MozJPEG can be installed on a Mac via Homebrew package manager by typing:
brew install mozjpeg
Since mozjpeg is a replacement for libjpeg, to avoid any compatibility issues with programs using libjpeg or its utilities, Homebrew won't create symlinks to replace libjpeg with it. For convenience, I created the following links to cjpeg and jpegtran binaries from mozjpeg:
ln -s /usr/local/Cellar/mozjpeg/3.0/bin/cjpeg /usr/local/bin/mozcjpeg

ln -s /usr/local/Cellar/mozjpeg/3.0/bin/jpegtran /usr/local/bin/mozjpegtran
(Note: replace 3.0 with whatever version you have installed, e.g. 3.1) This way calling cjpeg will execute the libjpeg's utility, while calling mozcjpeg will use the Mozilla's version. All following examples will use binaries linked like this.

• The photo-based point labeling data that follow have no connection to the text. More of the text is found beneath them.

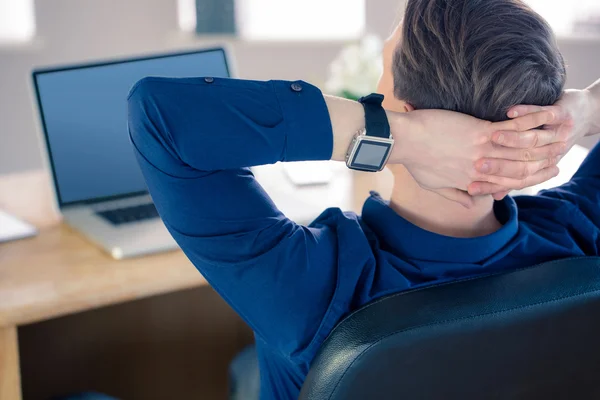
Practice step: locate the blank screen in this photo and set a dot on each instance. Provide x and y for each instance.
(85, 113)
(371, 154)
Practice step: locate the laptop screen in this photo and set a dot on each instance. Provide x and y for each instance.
(84, 116)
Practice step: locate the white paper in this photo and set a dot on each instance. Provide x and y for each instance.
(12, 228)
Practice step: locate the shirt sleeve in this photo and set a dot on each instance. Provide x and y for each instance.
(583, 190)
(577, 204)
(193, 139)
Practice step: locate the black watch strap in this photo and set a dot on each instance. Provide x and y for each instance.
(376, 122)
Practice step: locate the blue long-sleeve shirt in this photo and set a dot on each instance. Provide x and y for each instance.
(195, 138)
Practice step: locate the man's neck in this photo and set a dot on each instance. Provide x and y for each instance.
(432, 212)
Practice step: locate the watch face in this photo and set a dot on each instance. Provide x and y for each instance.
(370, 155)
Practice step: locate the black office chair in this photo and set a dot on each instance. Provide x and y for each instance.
(527, 334)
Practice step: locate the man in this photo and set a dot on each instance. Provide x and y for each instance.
(292, 284)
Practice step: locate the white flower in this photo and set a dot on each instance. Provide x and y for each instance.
(357, 68)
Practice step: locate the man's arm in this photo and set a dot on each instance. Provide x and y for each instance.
(193, 139)
(576, 115)
(594, 91)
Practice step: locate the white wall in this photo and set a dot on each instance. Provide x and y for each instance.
(81, 30)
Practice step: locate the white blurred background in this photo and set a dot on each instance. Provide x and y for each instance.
(276, 39)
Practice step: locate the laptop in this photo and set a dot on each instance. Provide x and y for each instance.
(99, 187)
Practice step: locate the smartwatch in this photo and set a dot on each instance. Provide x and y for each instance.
(371, 147)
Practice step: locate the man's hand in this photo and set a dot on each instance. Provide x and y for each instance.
(443, 151)
(576, 115)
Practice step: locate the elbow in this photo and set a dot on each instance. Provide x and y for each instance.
(143, 116)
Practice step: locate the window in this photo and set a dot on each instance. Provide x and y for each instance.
(17, 20)
(186, 11)
(289, 20)
(297, 20)
(580, 17)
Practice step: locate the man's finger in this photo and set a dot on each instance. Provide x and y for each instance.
(526, 122)
(549, 151)
(516, 184)
(529, 139)
(500, 195)
(512, 169)
(560, 113)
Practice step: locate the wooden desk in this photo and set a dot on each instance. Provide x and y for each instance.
(59, 272)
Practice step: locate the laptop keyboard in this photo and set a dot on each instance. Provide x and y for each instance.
(126, 215)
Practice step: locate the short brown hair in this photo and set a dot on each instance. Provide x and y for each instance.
(479, 57)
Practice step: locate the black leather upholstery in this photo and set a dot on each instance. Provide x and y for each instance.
(527, 334)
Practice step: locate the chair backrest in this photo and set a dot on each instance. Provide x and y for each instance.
(527, 334)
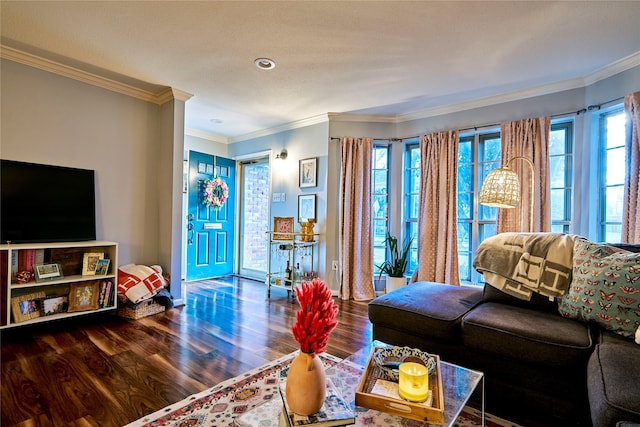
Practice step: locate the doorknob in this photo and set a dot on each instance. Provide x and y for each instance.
(190, 228)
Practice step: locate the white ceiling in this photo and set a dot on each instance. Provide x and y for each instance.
(396, 59)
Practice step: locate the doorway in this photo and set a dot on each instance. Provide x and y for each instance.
(255, 178)
(210, 229)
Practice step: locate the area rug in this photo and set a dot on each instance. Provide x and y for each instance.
(253, 399)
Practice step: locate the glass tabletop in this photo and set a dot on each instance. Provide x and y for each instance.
(458, 385)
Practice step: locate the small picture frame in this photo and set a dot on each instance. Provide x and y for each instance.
(83, 296)
(55, 305)
(26, 307)
(308, 172)
(90, 262)
(282, 228)
(102, 267)
(307, 207)
(44, 272)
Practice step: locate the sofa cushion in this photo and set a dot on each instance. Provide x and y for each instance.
(605, 288)
(527, 335)
(613, 378)
(537, 301)
(434, 308)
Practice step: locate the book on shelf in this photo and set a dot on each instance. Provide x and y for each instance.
(106, 294)
(334, 412)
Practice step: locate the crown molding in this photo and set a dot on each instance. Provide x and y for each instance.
(171, 93)
(321, 118)
(206, 135)
(377, 118)
(612, 69)
(55, 67)
(493, 100)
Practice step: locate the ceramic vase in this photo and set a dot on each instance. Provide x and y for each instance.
(306, 385)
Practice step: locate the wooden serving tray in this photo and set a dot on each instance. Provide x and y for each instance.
(433, 414)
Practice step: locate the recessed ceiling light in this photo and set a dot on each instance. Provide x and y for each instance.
(265, 63)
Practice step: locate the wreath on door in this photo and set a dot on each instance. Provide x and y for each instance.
(215, 192)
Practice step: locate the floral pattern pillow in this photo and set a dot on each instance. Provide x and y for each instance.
(605, 287)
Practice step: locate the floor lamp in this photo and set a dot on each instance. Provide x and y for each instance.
(501, 188)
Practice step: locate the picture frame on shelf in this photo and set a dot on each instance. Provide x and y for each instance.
(25, 307)
(45, 272)
(308, 173)
(102, 266)
(55, 305)
(282, 228)
(307, 207)
(83, 296)
(90, 262)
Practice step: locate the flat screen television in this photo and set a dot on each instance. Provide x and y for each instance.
(45, 203)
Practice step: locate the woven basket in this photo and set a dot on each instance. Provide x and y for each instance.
(142, 309)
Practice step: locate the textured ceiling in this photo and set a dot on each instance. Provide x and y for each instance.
(367, 57)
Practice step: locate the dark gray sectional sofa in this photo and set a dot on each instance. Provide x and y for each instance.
(541, 369)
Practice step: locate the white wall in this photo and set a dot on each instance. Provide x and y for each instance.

Converting PNG to JPEG with MozJPEG

To convert PNG to JPG, we'll first use convert utility from ImageMagick (you probably have it installed; if not, run brew install imagemagick) to convert PNG to a format accepted by cjpeg, and then pipe the result of conversion into MozJPEG's version of cjpeg to get the JPEG file:
convert filename.png pnm:- | mozcjpeg -quality 90 > filename.jpg
Tweak quality parameter (recommended range is 50 to 90) until you get the results you need.

Optimizing and re-compressing JPEGs

If you want to make your JPEGs smaller with MozJPEG optimizer, you can use jpegtran utility from its distribution:
mozjpegtran -outfile output.jpg -optimise -copy none input.jpg
(again, we're using mozjpegtran which is symlinked to jpegtran binary from mozjpeg, see above.) JPEGtran uses lossless optimizations, so there will be no change in quality. If you'd like to re-compress JPEGs, losing some quality, but making it even smaller, you can again use convert utility with cjpeg:
convert filename.jpg pnm:- | mozcjpeg -quality 70 > filename-optimized.jpg
Again, tweak quality option for your taste.